On 3/31/15 6:53 PM, Justin Salamon wrote:

To expand on what Ethan wrote, it sounds like what you're trying to do is
zero-pad the signal:
http://www.dsprelated.com/dspbooks/mdft/Zero_Padding.html

That said, whilst zero padding will give you an interpolated spectrum in
the frequency domain, you may still miss the "true location" of your peaks,

how so? the only mechanism for missing the "true location" would be sidelobe interference from adjacent peaks, possibly including the peak(s) in negative frequency.

and it will also increase the computational cost.
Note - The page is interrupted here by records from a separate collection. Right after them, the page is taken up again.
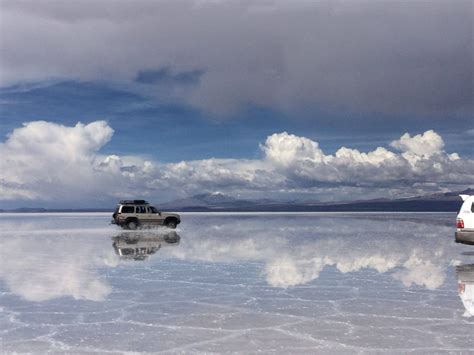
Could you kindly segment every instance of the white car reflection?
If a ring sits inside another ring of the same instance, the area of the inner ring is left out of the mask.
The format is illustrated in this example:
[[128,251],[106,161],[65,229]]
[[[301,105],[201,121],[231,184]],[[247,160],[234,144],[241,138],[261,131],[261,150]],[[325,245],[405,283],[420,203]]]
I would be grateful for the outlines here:
[[180,239],[174,231],[166,234],[124,232],[112,237],[112,246],[122,260],[145,260],[163,245],[179,244]]
[[456,267],[458,293],[466,308],[465,317],[474,316],[474,264]]

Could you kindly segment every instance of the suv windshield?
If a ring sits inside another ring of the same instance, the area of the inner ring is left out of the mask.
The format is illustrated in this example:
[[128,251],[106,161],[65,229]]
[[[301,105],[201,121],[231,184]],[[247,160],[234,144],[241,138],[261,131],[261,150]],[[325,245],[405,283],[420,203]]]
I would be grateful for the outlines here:
[[153,206],[150,206],[149,209],[151,213],[159,213],[158,210]]

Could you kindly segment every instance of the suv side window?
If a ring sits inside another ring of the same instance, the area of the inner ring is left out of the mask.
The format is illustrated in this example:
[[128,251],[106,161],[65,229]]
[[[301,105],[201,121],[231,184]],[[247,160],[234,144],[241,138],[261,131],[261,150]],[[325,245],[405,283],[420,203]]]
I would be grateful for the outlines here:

Another thing to look at is re-estimating the exact location of the peaks
in your spectrum using parabolic interpolation:
http://www.dsprelated.com/dspbooks/sasp/Quadratic_Interpolation_Spectral_Peaks.html

quadratic interpolation of peaks (given the three discrete samples around the peak) is a good ol' standby. i use it for autocorrelation to get the period to a fractional-sample precision. but i don't see why it would be more accurate than zero-padding before the FFT.

Or, you could use the phase instead to compute the instantaneous frequency:
http://en.wikipedia.org/wiki/Instantaneous_phase#Instantaneous_frequency

needs a Hilbert transformer. and you would also need to isolate the sinusoidal partial from the other partials.

i think so, anyway.


--

r b-j                  r...@audioimagination.com

"Imagination is more important than knowledge."